Imagine waking up and not being able to smile, eat or even blink. It's a terrifying thought, especially for a child. For many parents, a stroke might be the first thing that comes to mind; but that's not always the case. Now doctors are trying to spread the word.
Ten-year-old Ryan Ferrell can brighten a room with his smile. But lately, that smile has been tough to crack. Ryan has Bell's palsy, a term used to describe paralysis on one side of the face. While most of the 40,000 new cases a year are adults, neurologists say many parents are surprised to learn children can also be afflicted.
"I think many parents worry this is a stroke or some life-threatening occasion," said Dr. Michael Goldstein from the American Academy of Neurology.
That's because symptoms include a facial droop, twitching, pain behind the ear or the eye, dry mouth and difficulty tasting food. While the exact cause of Bell's palsy is not known in all cases, Dr. Goldstein says typically the cause is an inflammation of the nerve that goes from the brain to the face, caused by a virus.
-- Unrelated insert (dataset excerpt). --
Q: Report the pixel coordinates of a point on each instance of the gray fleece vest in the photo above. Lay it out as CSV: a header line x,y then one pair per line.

It's a virus similar to the one that causes cold sores or the common cold. It can also be caused by illnesses such as Lyme disease, as it was in Ryan's case.
Dr Babak Azizzadeh is the founder of the Facial Paralysis Institute. He says the condition impacts patients physically and emotionally.
"Imagine how much kids make fun of other kids who have, you know, big ears or big noses or are a little overweight. Multiply that by ten or 100 when a kid can't smile," said Dr. Azizzadeh.
Sometimes doctors will prescribe anti-viral medication. About 85 percent of children recover completely. It takes about three-to-six-months to see significant improvement. That's a long wait when you're 10-years-old.
Many people with Bell's palsy recovery spontaneously. In some cases, surgery is required -- but only as a last resort. Dr. Goldstein says it's important to take your child to the doctor the instant you start to notice any symptoms.